Executive mentoring is a process that involves the building of individual capacities in executives and prospective executives through the teachings or coaching of an assigned mentor. Diverse people benefit from the process of executive mentoring. Such people include junior executives in organizations who wish to improve their leadership and decision-making skills and even students who take executive mentoring as a part of their prerequisites for attaining a degree.
An example of a situation that requires executive mentoring is in an organization where individuals who may have been selected for promotion are assigned to a mentor. The mentor serves as a sort of coach or teacher to the individual on matters concerning the requirements of good executives. Such teachings necessarily involve practical demonstrations where the student or junior executive will be involved in some of the activities that will help him or her further develop skills he or she already possess. Part of such activities include allowing the junior executive to observe and learn from high-level meetings involving the top directors of a company, and teaching the junior executive the principles of bargaining and the process of oral persuasion and rhetoric.
When the person to benefit from the executive mentoring is a student, the mentor will be assigned to the student during the beginning of the necessary course. Such a mentor will engage the student in various forms of executive mentoring over the course of the program. For instance, the mentor could invite the student on field trips where the student will be allowed to observe contract negotiations and other forms of interaction between the mentor and other business owners in the area. This is very important to the student, not just because it allows for the development of skills, but also because the student will be able to network and create potential contacts who may be of benefit upon graduation.

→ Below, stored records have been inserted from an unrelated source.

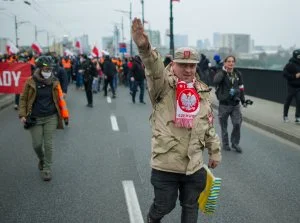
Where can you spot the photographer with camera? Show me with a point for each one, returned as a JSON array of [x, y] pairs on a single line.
[[42, 110], [230, 93]]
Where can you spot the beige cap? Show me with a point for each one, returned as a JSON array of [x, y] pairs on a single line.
[[186, 55]]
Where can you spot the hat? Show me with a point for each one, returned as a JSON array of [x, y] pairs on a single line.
[[217, 57], [296, 54], [186, 55]]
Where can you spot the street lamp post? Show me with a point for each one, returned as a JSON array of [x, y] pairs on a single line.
[[130, 19], [16, 29], [171, 29], [143, 15]]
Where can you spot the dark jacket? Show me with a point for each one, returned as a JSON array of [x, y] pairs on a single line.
[[28, 97], [61, 75], [224, 82], [289, 72], [109, 68], [137, 70]]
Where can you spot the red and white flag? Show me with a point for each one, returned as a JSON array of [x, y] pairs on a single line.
[[11, 48], [95, 52], [36, 47], [68, 53], [78, 46]]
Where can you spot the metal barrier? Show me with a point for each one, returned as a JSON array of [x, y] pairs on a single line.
[[265, 84]]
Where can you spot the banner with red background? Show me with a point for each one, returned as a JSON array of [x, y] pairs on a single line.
[[13, 77]]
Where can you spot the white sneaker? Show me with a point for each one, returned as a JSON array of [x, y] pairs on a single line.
[[286, 119]]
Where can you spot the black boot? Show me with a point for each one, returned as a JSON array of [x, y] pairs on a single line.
[[150, 220]]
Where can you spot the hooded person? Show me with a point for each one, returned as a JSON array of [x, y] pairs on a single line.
[[42, 110], [291, 73]]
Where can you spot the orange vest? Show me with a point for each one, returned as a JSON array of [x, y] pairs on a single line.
[[32, 61], [62, 104], [66, 64]]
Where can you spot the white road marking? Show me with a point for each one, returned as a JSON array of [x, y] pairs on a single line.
[[108, 99], [134, 210], [114, 123]]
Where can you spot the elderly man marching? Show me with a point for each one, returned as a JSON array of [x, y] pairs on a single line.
[[182, 127]]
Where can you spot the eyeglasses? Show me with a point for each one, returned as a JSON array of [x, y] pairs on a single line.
[[47, 69]]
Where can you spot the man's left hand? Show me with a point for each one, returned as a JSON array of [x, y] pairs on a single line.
[[212, 163]]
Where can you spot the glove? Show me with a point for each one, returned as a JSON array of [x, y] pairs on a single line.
[[232, 92], [66, 121]]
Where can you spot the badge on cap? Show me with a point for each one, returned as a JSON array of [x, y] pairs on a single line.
[[186, 54]]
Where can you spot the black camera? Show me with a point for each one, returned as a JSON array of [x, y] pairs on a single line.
[[247, 102], [30, 121]]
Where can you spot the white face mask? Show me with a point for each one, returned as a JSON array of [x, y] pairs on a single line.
[[46, 75]]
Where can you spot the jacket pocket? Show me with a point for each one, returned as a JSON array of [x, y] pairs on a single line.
[[163, 144]]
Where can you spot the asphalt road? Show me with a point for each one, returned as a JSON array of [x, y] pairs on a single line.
[[91, 162]]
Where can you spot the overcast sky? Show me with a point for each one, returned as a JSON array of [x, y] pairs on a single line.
[[269, 22]]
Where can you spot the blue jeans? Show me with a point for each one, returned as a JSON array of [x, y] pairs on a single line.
[[79, 80], [141, 85], [166, 186], [115, 81]]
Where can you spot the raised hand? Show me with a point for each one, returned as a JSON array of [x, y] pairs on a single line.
[[138, 34]]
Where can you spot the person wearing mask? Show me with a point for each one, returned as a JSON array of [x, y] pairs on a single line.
[[67, 65], [182, 127], [61, 75], [291, 72], [138, 77], [203, 69], [42, 110], [230, 93], [109, 71], [167, 60], [88, 69]]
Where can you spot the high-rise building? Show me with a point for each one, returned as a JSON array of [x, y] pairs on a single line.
[[107, 43], [238, 43], [154, 37], [84, 40], [179, 40], [207, 44], [3, 42], [200, 44], [217, 40]]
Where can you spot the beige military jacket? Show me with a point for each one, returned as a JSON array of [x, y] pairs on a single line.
[[174, 149]]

Businesses benefit from any investment in executive mentoring, which is also a type of human capital investment. Such an investment will yield dividends in the form of an improvement in the skills of workers, their ability to perform their executive duties more effectively, and their ability to provide competent leadership to the workers whom they oversee. Junior executives also benefit from executive mentoring because they learn how to set personal and professional short-term and long-term goals toward the attainment of stated objectives in their jobs or careers.